Mais la justice du peuple brésilien exige davantage d’enquêtes et moins de morts. Au lieu de tristesse et de regards apitoyés, tout le monde veut savoir : qu’a dit la manucure, témoin des « gigotements » du petit enfant et des paroles de madame, avant d’emmener Miguel à son échafaud ? Si la manucure a été entendue, qu’a-t-elle dit ? Par ailleurs, un psychologue a-t-il été appelé pour interroger la petite fille de madame qui jouait avec le petit garçon dans l’appartement quelques minutes avant la chute ? Ce sont des voies qui pourraient être empruntées, avant la moindre qualification du crime de la maîtresse, qui pourrait être puni comme délit de faute intentionnelle, car elle a pris le risque de se débarrasser d’un enfant, en le jetant dans un ascenseur pour le dernier trajet.

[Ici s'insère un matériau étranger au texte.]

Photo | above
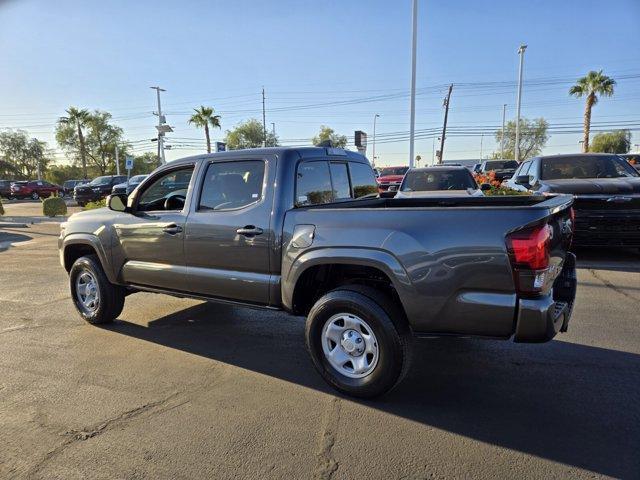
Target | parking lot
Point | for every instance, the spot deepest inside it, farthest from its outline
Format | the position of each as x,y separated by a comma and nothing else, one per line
184,389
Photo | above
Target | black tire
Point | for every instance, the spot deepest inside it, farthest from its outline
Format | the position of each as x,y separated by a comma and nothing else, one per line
111,296
389,326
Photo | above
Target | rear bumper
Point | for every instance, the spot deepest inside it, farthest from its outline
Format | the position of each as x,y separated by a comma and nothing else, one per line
540,319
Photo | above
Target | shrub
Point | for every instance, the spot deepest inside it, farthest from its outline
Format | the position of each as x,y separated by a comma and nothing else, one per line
53,206
93,205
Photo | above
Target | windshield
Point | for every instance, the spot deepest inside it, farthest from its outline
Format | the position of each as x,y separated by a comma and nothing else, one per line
585,167
501,164
421,181
100,181
393,171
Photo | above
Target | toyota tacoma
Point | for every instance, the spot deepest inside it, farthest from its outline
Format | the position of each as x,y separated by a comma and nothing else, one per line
303,230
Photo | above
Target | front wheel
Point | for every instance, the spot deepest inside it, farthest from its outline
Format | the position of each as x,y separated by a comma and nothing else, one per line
359,341
94,296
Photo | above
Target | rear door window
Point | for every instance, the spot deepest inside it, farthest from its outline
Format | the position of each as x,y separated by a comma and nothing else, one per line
313,184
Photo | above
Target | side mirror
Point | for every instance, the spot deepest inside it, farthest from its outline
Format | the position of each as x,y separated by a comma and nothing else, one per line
117,202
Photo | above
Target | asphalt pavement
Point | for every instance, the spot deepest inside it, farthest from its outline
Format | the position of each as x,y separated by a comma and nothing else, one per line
184,389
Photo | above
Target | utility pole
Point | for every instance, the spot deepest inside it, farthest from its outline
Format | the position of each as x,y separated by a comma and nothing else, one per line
504,112
373,158
519,99
444,126
412,116
117,161
264,121
161,158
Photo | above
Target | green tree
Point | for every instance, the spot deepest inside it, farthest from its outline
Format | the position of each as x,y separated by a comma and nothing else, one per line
144,163
612,142
76,119
203,118
590,86
533,138
327,133
22,156
249,134
98,142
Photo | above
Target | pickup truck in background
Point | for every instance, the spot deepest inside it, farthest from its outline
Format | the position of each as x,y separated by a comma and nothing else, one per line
606,192
300,229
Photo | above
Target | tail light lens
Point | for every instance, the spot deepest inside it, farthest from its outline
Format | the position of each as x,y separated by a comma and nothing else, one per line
530,248
529,251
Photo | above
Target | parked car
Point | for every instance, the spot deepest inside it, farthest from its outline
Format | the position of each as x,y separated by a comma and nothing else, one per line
390,177
5,188
96,189
69,185
440,182
606,190
35,189
503,169
128,187
296,229
633,159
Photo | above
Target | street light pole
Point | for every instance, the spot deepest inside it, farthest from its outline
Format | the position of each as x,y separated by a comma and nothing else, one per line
519,99
161,158
504,112
374,140
412,120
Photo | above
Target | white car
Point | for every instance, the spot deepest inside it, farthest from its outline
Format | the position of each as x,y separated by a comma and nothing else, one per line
440,182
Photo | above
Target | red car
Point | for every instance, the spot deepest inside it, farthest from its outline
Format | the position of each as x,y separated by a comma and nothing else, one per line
35,189
390,178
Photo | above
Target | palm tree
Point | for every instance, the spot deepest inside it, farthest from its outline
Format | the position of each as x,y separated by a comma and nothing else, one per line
78,118
204,117
590,86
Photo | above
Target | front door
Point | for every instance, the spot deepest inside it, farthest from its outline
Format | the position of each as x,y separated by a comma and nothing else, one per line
228,231
151,240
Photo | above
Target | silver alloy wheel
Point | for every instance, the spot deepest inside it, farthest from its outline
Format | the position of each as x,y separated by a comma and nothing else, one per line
349,345
87,291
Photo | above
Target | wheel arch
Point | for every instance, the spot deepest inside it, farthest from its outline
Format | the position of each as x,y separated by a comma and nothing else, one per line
316,272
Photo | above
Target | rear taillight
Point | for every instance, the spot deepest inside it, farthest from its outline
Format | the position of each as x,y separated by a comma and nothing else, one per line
529,252
530,248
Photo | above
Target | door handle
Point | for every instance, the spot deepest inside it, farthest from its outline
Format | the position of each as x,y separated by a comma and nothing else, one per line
249,231
172,229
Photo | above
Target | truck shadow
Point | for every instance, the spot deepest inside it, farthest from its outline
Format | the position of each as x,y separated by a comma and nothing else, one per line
573,404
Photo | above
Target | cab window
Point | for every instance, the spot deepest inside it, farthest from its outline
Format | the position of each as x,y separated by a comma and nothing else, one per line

Et enfin, la quatrième et terrible leçon. Les entretiens successifs de Mirtes Renata Santana de Souza révèlent une progression des lumières dans sa conscience. Ce qui semblait au premier abord être un accident tragique s’est révélé plus tard être un sentiment étrange, presque de pitié, lorsque son patron bien-aimé lui a annoncé qu’elle allait être arrêtée. Mirtes lui a demandé : « Comment pouvez-vous être arrêté si vous n’avez commis aucun crime ? Dans cette question, il y avait un soupçon qui passait au loin, plus haut que le neuvième étage des Twin Towers, d’où Miguel est tombé. Mais la suspicion est une douleur qui va et vient, même si elle laisse des indices déroutants. Au début, Mirtes ne voulait pas voir les images de la dernière minute de Miguel dans l’ascenseur. Mais ensuite elle l’a fait, et ce qu’elle a vu l’a amenée à se révolter : la madame a conduit le plus beau petit homme noir de sa vie et s’est enfoncée dans un étage de l’ascenseur. Elle l’a serré ou l’a montré, ce qui n’enlève rien à son crime. Et elle est retournée à sa manucure. Soudain, il y eut un petit bruit. Mais pas si soudainement, car c’était prévisible.